Die Wohnungsunternehmen halten die Mietpreisbremse insgesamt für ein falsches Instrument im Kampf gegen die Wohnungsnot in Zentren und Ballungsgebieten. „Bezahlbare Mieten entstehen durch Wohnungsneubau“, betont die Sprecherin des Bundesverbands deutscher Wohnungs- und Immobilienunternehmen, Katharina Burkhard. Der Eigentümerverband Haus und Grund schlägt in dieselbe Kerbe. „Man sollte sie abschaffen“, fordert dessen Sprecher Alexander Wiech. Mietern mit geringeren Einkommen müsse der Staat individuell durch Wohngeldzahlungen helfen.
25 000 neue Sozialwohnungen
Das Wohngeld steht auch auf der politischen Wunschliste des Mieterbundes. Der DMB setzt sich für eine regelmäßige Anpassung der Unterstützung an die Mietpreisentwicklung ein. Und auch der Aufwand für energetische Sanierungen, die auf die Mieten durchschlagen, sollte nach Ansicht des Mieterbundes beim Wohngeld berücksichtigt werden.

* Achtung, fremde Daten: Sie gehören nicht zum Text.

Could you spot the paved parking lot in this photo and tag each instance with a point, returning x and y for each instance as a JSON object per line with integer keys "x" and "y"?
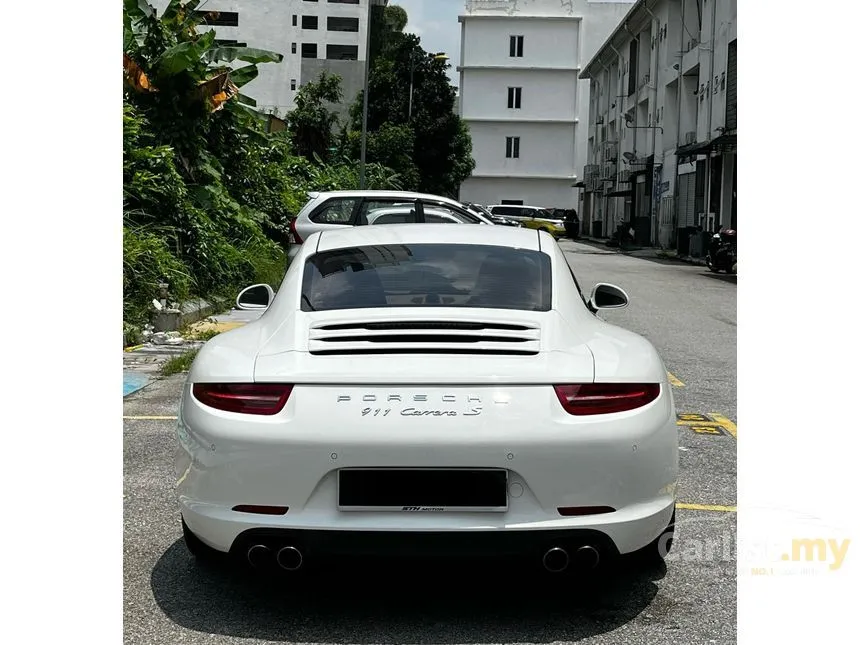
{"x": 686, "y": 312}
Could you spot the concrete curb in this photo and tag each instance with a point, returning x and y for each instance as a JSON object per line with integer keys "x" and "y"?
{"x": 194, "y": 310}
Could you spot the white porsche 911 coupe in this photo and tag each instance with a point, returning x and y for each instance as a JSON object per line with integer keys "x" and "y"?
{"x": 428, "y": 389}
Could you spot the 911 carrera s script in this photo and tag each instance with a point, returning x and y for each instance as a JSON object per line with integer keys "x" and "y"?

Der Bundesregierung stellt Rips auch beim sozialen Wohnungsbau ein schlechtes Zeugnis aus. Zwar sei die Förderung in den letzten Jahren auf 1,5 Milliarden Euro im Jahr verdreifacht worden. Doch stehe der soziale Wohnungsbau durch eine Änderung des Grundgesetzes nach 2020 vor dem Aus. Immer mehr der 1,25 Millionen geförderten Bestandswohnungen fallen aus der Sozialbindung heraus. Und der Bund zieht sich aus der Finanzierung zurück und überlässt die Förderung preiswerten Wohnraums den Ländern. „Das Grundgesetz muss erneut geändert werden, damit der soziale Wohnungsbau eine Gemeinschaftsaufgabe von Bund und Ländern bleibt“, verlangt Rips. Dabei weiß der Mieterbund die Wohnungswirtschaft an seiner Seite. „Der Bund muss die Länder bei dieser Mammutaufgabe unterstützen“, sagt Burkhardt. Ihr Verband schätzt den jährlichen Bedarf an Sozialwohnungen auf 80 000. 2016 wurden 25 000 gebaut.
Bauministerin Barbara Hendricks (SPD) sieht dagegen eine Trendwende beim Wohnungsbau. „Wir haben die Wohnungsbaupolitik in dieser Legislaturperiode wiederbelebt“, sagt die Ministerin. Die Bauwirtschaft erlebe den größten Boom seit Mitte der 90er-Jahre. Die Opposition sieht das anders. „Die Koalition sieht zu, wie Familien, Geringverdiener und Alleinerziehende immer weiter an den Rand gedrängt werden“, kritisiert die Fraktionsvorsitzende der Grünen, Karin Göring-Eckardt.